No. The 14-day Trial does not require a credit card. You only enter payment details when you sign up for Starter or Pro.
For paid tiers (Starter / Pro), payment details are validated at signup but the card isn’t charged until day 14. From day 14 onwards the same card is charged once a month on a 30-day cycle. If validation fails, or any monthly charge is declined, the tenant falls back to Trial limits and you can re-enter card details to reactivate. The Trial tier doesn’t auto-convert; you choose whether to upgrade.
Credit and debit cards (Visa, Mastercard, American Express) through Adyen are the only payment rail today. The reason it’s card-only is the 14-day window itself: signup is a zero-amount card authorisation, not a charge, and the card networks are the only rails Adyen supports for zero-auth. Bank-debit methods like SEPA and iDEAL require an actual charge to set up a recurring mandate, which would defeat the point of validating without billing. The same card on file is then used for the monthly renewal. More payment methods may follow; cards are simply what’s wired up for now.
Yes. Upgrade from Trial to Starter or Pro, or from Starter to Pro, via the upgrade flow on the Account page. Upgrades require the Financial Admin key.
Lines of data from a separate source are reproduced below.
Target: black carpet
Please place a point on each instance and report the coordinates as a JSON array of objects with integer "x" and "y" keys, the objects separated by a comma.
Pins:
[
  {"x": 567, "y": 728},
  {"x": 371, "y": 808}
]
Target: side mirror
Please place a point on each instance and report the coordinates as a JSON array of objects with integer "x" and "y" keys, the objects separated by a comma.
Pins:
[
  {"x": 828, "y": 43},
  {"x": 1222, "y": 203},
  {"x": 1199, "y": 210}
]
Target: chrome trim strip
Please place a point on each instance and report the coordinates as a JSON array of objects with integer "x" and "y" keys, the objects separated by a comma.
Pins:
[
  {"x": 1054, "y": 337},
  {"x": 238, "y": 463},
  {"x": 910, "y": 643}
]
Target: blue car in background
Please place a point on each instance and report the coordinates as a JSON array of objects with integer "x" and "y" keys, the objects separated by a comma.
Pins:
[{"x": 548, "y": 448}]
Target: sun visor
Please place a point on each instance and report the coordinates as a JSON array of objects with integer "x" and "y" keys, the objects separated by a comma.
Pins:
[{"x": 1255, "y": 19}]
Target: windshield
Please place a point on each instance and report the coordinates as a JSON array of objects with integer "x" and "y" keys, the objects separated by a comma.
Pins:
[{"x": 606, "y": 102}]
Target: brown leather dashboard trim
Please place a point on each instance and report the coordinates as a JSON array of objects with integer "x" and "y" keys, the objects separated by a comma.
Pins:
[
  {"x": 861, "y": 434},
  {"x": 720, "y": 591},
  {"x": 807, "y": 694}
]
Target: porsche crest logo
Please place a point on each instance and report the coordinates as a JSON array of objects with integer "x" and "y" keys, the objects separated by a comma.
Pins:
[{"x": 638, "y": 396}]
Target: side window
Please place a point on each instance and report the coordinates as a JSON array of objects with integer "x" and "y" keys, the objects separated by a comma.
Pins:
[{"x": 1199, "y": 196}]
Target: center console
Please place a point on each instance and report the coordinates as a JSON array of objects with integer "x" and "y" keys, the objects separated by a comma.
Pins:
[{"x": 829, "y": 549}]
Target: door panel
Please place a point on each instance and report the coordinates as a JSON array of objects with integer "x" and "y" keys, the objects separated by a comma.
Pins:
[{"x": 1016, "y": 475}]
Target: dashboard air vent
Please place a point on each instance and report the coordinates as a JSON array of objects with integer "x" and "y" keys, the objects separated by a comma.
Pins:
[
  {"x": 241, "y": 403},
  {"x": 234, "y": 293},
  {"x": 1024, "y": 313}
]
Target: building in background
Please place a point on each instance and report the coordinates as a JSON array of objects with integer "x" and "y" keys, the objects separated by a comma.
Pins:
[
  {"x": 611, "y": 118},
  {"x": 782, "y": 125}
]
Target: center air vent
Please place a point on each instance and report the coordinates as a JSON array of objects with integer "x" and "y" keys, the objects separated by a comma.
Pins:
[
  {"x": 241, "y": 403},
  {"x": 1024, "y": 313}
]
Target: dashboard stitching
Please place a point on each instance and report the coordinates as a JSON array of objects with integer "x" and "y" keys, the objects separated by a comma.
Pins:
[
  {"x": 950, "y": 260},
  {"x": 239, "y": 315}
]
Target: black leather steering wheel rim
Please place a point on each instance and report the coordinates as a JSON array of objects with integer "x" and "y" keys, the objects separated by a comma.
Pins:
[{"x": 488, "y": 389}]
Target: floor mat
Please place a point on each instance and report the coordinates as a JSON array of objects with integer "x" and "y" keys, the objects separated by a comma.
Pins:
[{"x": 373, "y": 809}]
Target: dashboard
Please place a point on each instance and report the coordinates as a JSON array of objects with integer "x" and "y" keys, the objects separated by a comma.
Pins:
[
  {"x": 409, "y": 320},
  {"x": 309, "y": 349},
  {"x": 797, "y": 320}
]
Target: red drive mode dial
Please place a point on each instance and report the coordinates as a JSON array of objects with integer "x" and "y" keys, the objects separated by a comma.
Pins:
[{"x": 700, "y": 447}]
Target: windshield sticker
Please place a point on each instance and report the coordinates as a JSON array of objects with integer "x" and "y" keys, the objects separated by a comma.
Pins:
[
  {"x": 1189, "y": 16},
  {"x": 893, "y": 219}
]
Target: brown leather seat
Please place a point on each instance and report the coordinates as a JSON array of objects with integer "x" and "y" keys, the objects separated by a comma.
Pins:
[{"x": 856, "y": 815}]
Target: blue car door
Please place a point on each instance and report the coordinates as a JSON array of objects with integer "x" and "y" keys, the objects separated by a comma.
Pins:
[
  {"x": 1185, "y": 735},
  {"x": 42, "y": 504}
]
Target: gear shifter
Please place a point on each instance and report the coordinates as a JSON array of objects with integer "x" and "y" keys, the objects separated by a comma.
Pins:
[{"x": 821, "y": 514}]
Not as a self-service action today. The only automatic downgrade is the fallback to Trial when a charge is declined (first charge or any monthly renewal). If you need to move from Pro to Starter, contact support and we’ll handle it manually. To stop a paid subscription voluntarily, use the cancellation flow on the Account page (described in “What happens to my data if I close my account?”).
Pre-signed download URLs expire after 30 minutes. Share-link tokens default to 30 minutes and can be configured up to 24 hours per link.
90 days. The same retention applies to upload tracking (which includes the source IP for each upload).
Weekly, every Sunday at 02:00 UTC, for all active paid tenants (Starter and Pro). You can also trigger an off-schedule backup at any time, and inspect the contents of any backup, from the Backups page. Backup operations require your Financial Admin key. Self-hosted deployments use the same backup logic on the same schedule.
Closure is a deliberate action: a Financial Admin cancels the subscription from the Account page. Cancellation honours the period you already paid for, then archives. Concrete timeline for a paid tier:
Recurring billing is stopped at the moment of cancellation, never at the end of the grace period.
Trial-tier closures and accounts whose subscription was already cancelled (e.g. card decline) skip the grace period: archival starts immediately because there is no paid period to honour.
Yes. The same source code that powers the hosted service is published as the open-source self-hosted edition. Deploy it to your own AWS or Scaleway account, no per-tenant or per-download fees. The trade-off vs. hosted is that you operate the infrastructure yourself: database, function deploys, backups, monitoring.
Your binaries are already in standard S3-compatible object storage that you can mirror with any standard S3 client. Backups bundle your application files plus a database export. Combined with the open-source self-hosted edition, you have a real exit path, not just a contractual one.